Many people buy a house and get married, the purpose is to have a home, but when he has this home, he seems to have no home from now on, to give a simple example, it is obviously a wedding house bought for hundreds of thousands of millions, after getting married, he gradually found that only when he was sitting on the toilet for a moment, he would feel that he was himself, this time, and this place belonged to him completely.
A man becomes a family, and from then on he is a homeless person.
If you look closely, you'll see that weddings have a lot of similarities to funerals:
Relatives and friends will gather, and some people will cry, and they will all say to the person concerned, "I will be good in the future", and they all hope that the protagonist of the ceremony will go to a place higher than the world, such as "temple" and "heaven".
Although weddings and funerals are both farewell ceremonies, the difference is that funerals generally have only one person leaving everyone, while weddings are two people who were originally alive and kicking around and begin to go out of their bodies and become walking dead, and gradually say goodbye to friends of the opposite sex, friends of the same sex, and their true selves.
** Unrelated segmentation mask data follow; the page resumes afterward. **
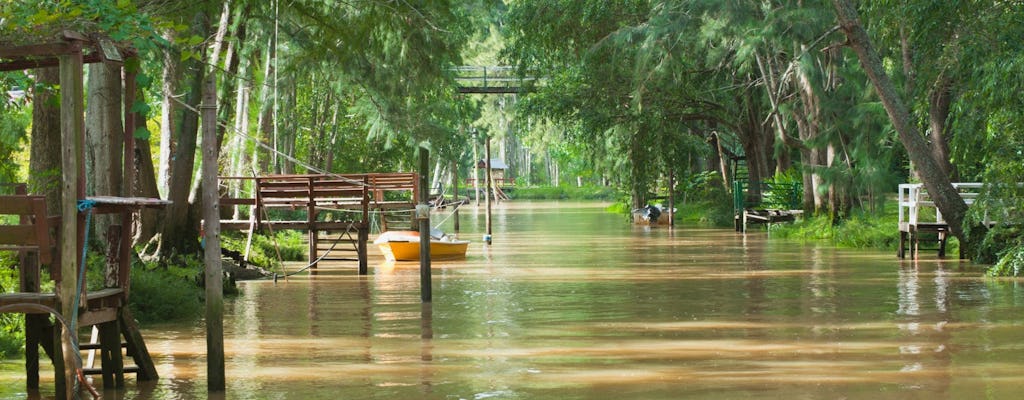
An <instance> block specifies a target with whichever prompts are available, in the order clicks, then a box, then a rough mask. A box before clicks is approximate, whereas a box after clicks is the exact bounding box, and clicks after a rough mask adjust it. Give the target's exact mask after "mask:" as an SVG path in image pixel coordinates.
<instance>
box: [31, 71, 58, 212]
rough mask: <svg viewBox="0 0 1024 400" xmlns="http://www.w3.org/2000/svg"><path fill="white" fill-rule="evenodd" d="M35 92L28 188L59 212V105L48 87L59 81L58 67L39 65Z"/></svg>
mask: <svg viewBox="0 0 1024 400" xmlns="http://www.w3.org/2000/svg"><path fill="white" fill-rule="evenodd" d="M36 80H37V82H38V83H39V84H40V85H39V86H40V87H37V88H36V89H35V90H34V92H33V99H32V102H33V104H34V106H33V107H32V147H31V148H30V150H29V152H30V155H29V170H30V171H32V173H31V174H29V177H28V178H29V192H31V193H38V194H43V195H45V196H46V212H47V213H48V214H50V215H60V105H59V103H60V102H59V98H58V96H56V95H55V94H56V93H54V91H53V90H51V89H49V88H51V87H53V86H54V85H57V84H58V83H59V82H60V74H59V70H58V69H57V68H48V69H37V70H36Z"/></svg>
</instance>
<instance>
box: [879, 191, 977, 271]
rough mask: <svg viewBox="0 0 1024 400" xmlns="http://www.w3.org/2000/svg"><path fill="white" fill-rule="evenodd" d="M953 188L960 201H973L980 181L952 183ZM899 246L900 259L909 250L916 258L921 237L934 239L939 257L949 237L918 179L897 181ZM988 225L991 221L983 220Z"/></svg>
mask: <svg viewBox="0 0 1024 400" xmlns="http://www.w3.org/2000/svg"><path fill="white" fill-rule="evenodd" d="M953 188H955V189H956V191H957V192H959V195H961V197H963V198H964V203H967V205H968V206H971V205H972V204H974V201H975V199H976V198H978V194H979V193H980V192H981V188H982V184H981V183H977V182H958V183H953ZM897 201H898V203H899V249H897V251H896V256H897V257H899V258H901V259H903V258H906V257H907V254H908V253H909V256H910V259H916V258H918V254H919V253H920V250H921V242H922V241H935V242H936V243H938V248H937V250H938V253H939V257H945V256H946V242H947V240H948V239H949V224H947V223H946V221H945V220H944V219H943V218H942V213H940V212H939V210H938V209H937V208H936V207H935V202H932V198H931V196H929V195H928V190H926V189H925V186H924V184H922V183H903V184H900V185H899V194H898V195H897ZM985 223H986V224H988V225H991V224H992V222H991V221H985Z"/></svg>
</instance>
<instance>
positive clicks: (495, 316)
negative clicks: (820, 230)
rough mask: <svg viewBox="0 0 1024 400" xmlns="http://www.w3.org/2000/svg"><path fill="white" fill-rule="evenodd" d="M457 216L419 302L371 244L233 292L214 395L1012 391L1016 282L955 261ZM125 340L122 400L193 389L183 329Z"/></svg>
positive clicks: (438, 397) (546, 222) (550, 212)
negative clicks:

A person is single, and people care about him;
When a person falls out of love, people comfort him;
A man is divorced, and people encourage him.
But no one cares about those who are married, and they are often the ones who need the most care.
A young man in his early twenties, who is ready to work hard and then buy a house and get married, sounds a lot like my grandparents, who used their life savings to make two coffins when they were fifty or sixty years old, and built two graves when they were seventy or eighty years old.
When a couple is about to divorce because of emotional discord, his relatives and friends will jump out to persuade him not to leave, and if you listen carefully to their statements, you will find that they are not speaking for "people", but for "marriage".
Originally, marriage was for people, but in their unconscious, people seemed to be at the service of marriage.
In fact, you don't have to be pessimistic, there are still benefits to getting married.
The biggest advantage of getting married is that you can blame another person for the failure of your life.
You can go to the Civil Affairs Bureau to observe that those who are preparing to get a marriage certificate look tired, while those who are preparing to get a divorce certificate look relaxed.